Anche nel corso della riunione di Ginevra, la discussione è stata meno animata e le convergenze tra paesi e gruppi di paesi sono state meno evidenti, rispetto a quanto avviene in genere nel processo negoziale della Convenzione sul clima; su alcuni argomenti, come nella richiesta dei paesi dell’OPEC di non sopravvalutare gli effetti negativi dei cambiamenti climatici e di evidenziarne i possibili effetti positivi, era comunque facile intravedere gli interessi nazionali di questi paesi.
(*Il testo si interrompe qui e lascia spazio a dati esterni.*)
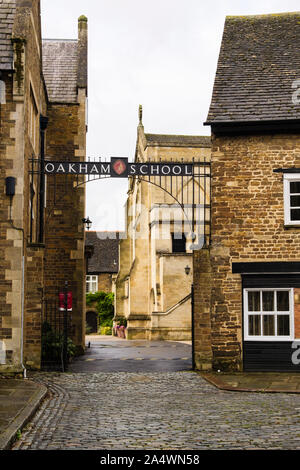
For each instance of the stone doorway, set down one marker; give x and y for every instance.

La partecipazione dell’Italia alla preparazione dei contributi dei Working Group I e II è stata limitata. Tra le diverse centinaia di autori, si possono citare solamente quattro italiani: F. Giorgi (ICTP, Trieste), che ha coordinato la preparazione del capitolo 10 del documento del WG I, relativo alle valutazioni e proiezioni climatiche su scala regionale; G. Pitari e E. Mancini (Università dell’Aquila, L’Aquila), che hanno contribuito alla preparazione del capitolo 5 del documento del WG I riguardante gli aerosol; M. Bindi (CNR-IATA, Firenze) che ha partecipato alla redazione del capitolo 13 del documento del Working Group II, relativo all’Europa.
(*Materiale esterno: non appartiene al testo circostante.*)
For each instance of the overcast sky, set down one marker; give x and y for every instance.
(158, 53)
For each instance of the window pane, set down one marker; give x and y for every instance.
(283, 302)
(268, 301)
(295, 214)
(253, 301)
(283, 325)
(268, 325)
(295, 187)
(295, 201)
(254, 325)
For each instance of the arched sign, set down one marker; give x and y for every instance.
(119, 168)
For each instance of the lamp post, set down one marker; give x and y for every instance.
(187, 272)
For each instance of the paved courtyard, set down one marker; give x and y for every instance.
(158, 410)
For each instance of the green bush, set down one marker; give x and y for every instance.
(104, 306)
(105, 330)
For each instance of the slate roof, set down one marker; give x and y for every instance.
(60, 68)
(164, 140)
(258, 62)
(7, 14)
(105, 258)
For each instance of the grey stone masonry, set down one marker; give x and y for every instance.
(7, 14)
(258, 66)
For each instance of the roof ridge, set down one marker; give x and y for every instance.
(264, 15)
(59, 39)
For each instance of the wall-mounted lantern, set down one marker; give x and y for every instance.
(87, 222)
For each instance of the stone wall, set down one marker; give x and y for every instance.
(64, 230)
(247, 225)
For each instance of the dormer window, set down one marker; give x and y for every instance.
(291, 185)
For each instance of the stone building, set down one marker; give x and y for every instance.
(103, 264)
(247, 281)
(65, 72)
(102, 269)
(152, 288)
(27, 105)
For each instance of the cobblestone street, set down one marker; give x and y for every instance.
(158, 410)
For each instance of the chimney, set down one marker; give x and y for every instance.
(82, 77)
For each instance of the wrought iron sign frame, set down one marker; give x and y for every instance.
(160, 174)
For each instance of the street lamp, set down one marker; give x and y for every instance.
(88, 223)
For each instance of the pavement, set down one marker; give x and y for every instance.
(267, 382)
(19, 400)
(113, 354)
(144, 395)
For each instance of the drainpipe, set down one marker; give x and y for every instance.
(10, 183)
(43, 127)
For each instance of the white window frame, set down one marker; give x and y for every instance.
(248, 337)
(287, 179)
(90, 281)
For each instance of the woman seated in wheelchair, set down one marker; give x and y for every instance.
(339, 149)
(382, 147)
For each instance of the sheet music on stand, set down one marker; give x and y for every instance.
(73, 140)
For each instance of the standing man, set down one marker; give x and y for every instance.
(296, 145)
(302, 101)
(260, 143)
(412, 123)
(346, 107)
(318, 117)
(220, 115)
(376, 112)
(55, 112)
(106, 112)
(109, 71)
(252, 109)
Troppo scarse indicazioni da parte dell’Italia

Questo spiega parzialmente la mancanza di indicazioni, all’interno del Rapporto, sulle possibili evoluzioni del clima in Italia e nel bacino mediterraneo, e su argomenti di particolare interesse per questa regione geografica, come le migrazioni umane e la sensitività di particolari ecosistemi e insediamenti umani. Inutili sono risultati i tentativi della delegazione italiana di introdurre nel rapporto dei riferimenti al rischio crescente di eventi di siccità e dell’instaurazione di processi di aridificazione nell’area del Mediterraneo, a fronte della scarsa coerenza dei risultati forniti dai modelli a questo proposito.
Più in generale, è apparsa evidente, per quel che riguarda il nostro paese, l’assenza di:

  1. valutazioni sugli scenari futuri di evoluzione del clima su scala regionale;
  2. analisi statistiche della correlazione delle principali tipologie di impatto sui sistemi fisici e biologici con i trend di temperatura e precipitazione;
  3. valutazioni delle conseguenze sociali ed economiche dei diversi impatti sui sistemi naturali.
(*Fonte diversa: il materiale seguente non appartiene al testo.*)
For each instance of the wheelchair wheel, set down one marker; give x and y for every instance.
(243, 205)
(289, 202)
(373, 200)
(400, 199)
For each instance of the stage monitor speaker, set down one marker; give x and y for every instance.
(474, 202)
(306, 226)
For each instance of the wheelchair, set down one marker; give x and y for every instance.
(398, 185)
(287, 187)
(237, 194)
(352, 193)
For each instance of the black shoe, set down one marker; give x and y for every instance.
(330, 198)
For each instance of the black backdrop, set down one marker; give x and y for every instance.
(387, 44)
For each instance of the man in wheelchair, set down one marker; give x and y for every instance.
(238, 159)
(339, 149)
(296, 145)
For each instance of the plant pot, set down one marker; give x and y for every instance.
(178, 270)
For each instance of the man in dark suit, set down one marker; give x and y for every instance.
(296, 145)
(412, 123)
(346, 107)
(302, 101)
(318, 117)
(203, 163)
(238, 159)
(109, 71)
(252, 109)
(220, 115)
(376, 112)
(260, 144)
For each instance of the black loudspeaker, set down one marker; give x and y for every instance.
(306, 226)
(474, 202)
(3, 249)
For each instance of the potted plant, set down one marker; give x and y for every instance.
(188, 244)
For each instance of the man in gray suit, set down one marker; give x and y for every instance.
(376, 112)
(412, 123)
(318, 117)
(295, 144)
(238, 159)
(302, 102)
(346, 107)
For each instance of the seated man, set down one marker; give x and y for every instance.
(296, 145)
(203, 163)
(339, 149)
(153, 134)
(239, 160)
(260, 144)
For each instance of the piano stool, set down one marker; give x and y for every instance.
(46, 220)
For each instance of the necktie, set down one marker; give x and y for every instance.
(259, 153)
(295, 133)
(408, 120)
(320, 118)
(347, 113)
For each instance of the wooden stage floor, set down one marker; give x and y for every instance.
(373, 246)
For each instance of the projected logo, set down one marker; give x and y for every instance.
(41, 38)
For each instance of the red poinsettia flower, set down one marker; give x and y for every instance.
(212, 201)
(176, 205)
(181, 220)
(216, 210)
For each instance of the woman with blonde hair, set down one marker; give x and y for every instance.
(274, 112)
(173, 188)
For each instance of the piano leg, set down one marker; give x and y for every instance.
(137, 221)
Da questi punti occorrerà ripartire, non solo per valorizzare il contributo dei nostri ricercatori negli ambiti internazionali, ma anche, e soprattutto, per disporre dell’informazione necessaria ad integrare le variabili relative al sistema climatico nei processi decisionali, in particolare quelli relativi alla pianificazione territoriale e alla gestione dei sistemi energetici.


Fonte/Testo originale: Domenico Gaudioso, ‘Il terzo rapporto IPCC 2/Lavori di gruppo: 1 e 2’ – pubblicato su Equilibri, Fascicolo 1, aprile 2001, Il Mulino.